Similarly, the company has several promises of high returns, which is a trademark of most scams:

  • Unregistered Investment Professionals

    • As described above, this offering has not been registered with the SEC in any capacity.

  • Aggressive Sales Tactics

    • The SEC describes this as "Scam artists often pitch an investment as a “once-in-a-lifetime” offer to create a false sense of urgency.  Resist the pressure to invest quickly and take the time you need to investigate thoroughly before sending money or signing any agreements.  Any reputable investment professional or promoter will let investors take their time to do research and will not pressure for an immediate decision."


  • Problems with Sales Documents

    • If someone is asking for your money, but can't take the time to spell things correctly, that should be a red flag.

    • Both their "Share Reservation Agreement," and their landing page have a number of errors, grammar errors and clunky language. Here's their "Share Reservation Agreement"

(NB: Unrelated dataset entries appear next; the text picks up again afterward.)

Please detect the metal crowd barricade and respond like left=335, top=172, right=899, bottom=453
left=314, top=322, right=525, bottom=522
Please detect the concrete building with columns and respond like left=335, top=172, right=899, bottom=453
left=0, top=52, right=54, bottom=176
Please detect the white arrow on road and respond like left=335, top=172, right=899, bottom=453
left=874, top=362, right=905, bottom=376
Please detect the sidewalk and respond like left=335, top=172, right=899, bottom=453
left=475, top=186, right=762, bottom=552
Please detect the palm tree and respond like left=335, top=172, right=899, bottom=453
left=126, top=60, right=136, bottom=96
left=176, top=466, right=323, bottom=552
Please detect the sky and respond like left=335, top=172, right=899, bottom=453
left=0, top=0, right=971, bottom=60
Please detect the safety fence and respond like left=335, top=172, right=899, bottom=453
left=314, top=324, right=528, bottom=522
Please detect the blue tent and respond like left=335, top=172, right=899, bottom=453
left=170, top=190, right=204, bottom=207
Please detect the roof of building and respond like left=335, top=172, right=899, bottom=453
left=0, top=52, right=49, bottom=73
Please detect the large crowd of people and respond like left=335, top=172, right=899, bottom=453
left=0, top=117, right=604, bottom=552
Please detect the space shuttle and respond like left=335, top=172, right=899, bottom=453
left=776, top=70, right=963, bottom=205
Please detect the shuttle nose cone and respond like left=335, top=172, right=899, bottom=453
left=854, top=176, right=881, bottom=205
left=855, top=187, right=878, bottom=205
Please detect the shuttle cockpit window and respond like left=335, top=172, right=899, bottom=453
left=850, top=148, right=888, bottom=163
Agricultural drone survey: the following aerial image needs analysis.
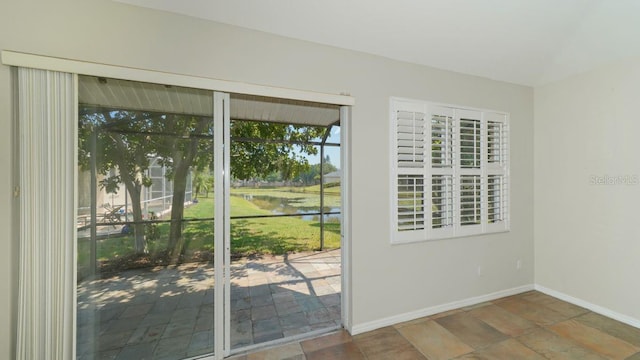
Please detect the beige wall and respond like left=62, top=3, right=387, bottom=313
left=0, top=0, right=534, bottom=358
left=534, top=59, right=640, bottom=326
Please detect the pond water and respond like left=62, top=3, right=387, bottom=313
left=233, top=194, right=341, bottom=221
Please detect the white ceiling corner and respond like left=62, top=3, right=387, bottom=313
left=116, top=0, right=640, bottom=86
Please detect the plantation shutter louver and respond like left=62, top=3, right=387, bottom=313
left=393, top=100, right=427, bottom=241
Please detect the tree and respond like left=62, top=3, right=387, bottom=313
left=78, top=107, right=154, bottom=254
left=191, top=166, right=213, bottom=199
left=230, top=121, right=326, bottom=180
left=79, top=107, right=326, bottom=261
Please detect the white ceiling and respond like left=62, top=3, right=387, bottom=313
left=116, top=0, right=640, bottom=86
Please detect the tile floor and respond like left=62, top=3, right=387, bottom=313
left=232, top=291, right=640, bottom=360
left=77, top=250, right=341, bottom=360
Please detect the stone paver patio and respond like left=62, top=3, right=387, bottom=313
left=77, top=249, right=341, bottom=360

There's more, but you get the idea.

  • No Net Worth or Income Requirements 

    • As noted above, Net Worth requirements are required in Reg D offerings, so this can be an important indicator in deteremining if this is legit. Here, you can checkout with PayPal or card without any verification:



  • Sham or Virtual Offices 

    • They use a virtual office in Delaware:


  • Unsolicited Investment Offers

    • This company is using Facebook and Twitter ads to solicit investments:


  • Suspicious or Unverifiable Biographies of Managers or Promoters

    • There are a lot of fake people on their site. Nearly every person on their about page is not verifiable. Google these names and see if you can find them:


One other red flags not mentioned by the SEC include:

  • International Offerings

    • International offerings are more likely to result in fraud because there's no recourse for investors and U.S. entities do not have jurisdiction over the scammers. This makes it hard to hold scammers accountable. This offering is located in the United Arab Emirates:

      • D709, D102 Dubai Silicon Oasis, Dubai, United Arab Emirates

    • It does have a virtual address in Delaware, but that means nothing.